# heres a pic



## Aefr (Jul 20, 2014)

I thought id post a pic for you all to check out. Hope you like it.


----------



## Blade (Jun 5, 2014)

Nice kill!
Those bands look pretty long... you go full butterfly for hunting or are you just really tall?


----------



## August West (Jan 21, 2012)

Nice set up, love that natural. Nice shooting too.


----------



## ghost0311/8541 (Jan 6, 2013)

Good job.


----------



## Charles (Aug 26, 2010)

Nice looking shooter, and a good shot.

Cheers .... Charles


----------



## Aries666 (Feb 22, 2014)

Nice shot! I'm surprised its head didn't explode after getting hit with a full sized marble! Looks like a nice clean kill to me my friend


----------



## wolf98 (Mar 2, 2014)

nice shot and a good Meal


----------



## justin9900 (Mar 4, 2014)

dead center


----------



## Aefr (Jul 20, 2014)

Thanks guys! I'm glad you liked it.


----------



## Aefr (Jul 20, 2014)

Blade said:


> Nice kill!
> Those bands look pretty long... you go full butterfly for hunting or are you just really tall?


I think its called 3/4 butterfly here on the forum. It was a snap shot that had this one tumbling through the air though.


----------



## ShadyBeach (May 28, 2014)

Good shot!

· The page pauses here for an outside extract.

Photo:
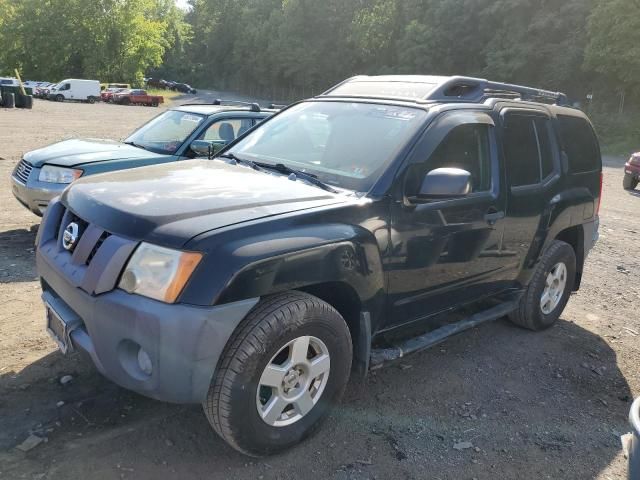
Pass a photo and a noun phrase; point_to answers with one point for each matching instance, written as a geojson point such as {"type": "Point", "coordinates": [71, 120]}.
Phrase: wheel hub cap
{"type": "Point", "coordinates": [293, 381]}
{"type": "Point", "coordinates": [554, 288]}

I didn't think you could kill a squirrel with a marble... Wow!


----------



## Sharpshooter II (Apr 15, 2014)

Great little shooter


----------



## kenyaslinger (Jun 27, 2013)

Good shot! Whats the weight of the marble?


----------



## Aefr (Jul 20, 2014)

The marbles vary in weight, 5 or 6 grams. That's about 80 grains or more a piece.


----------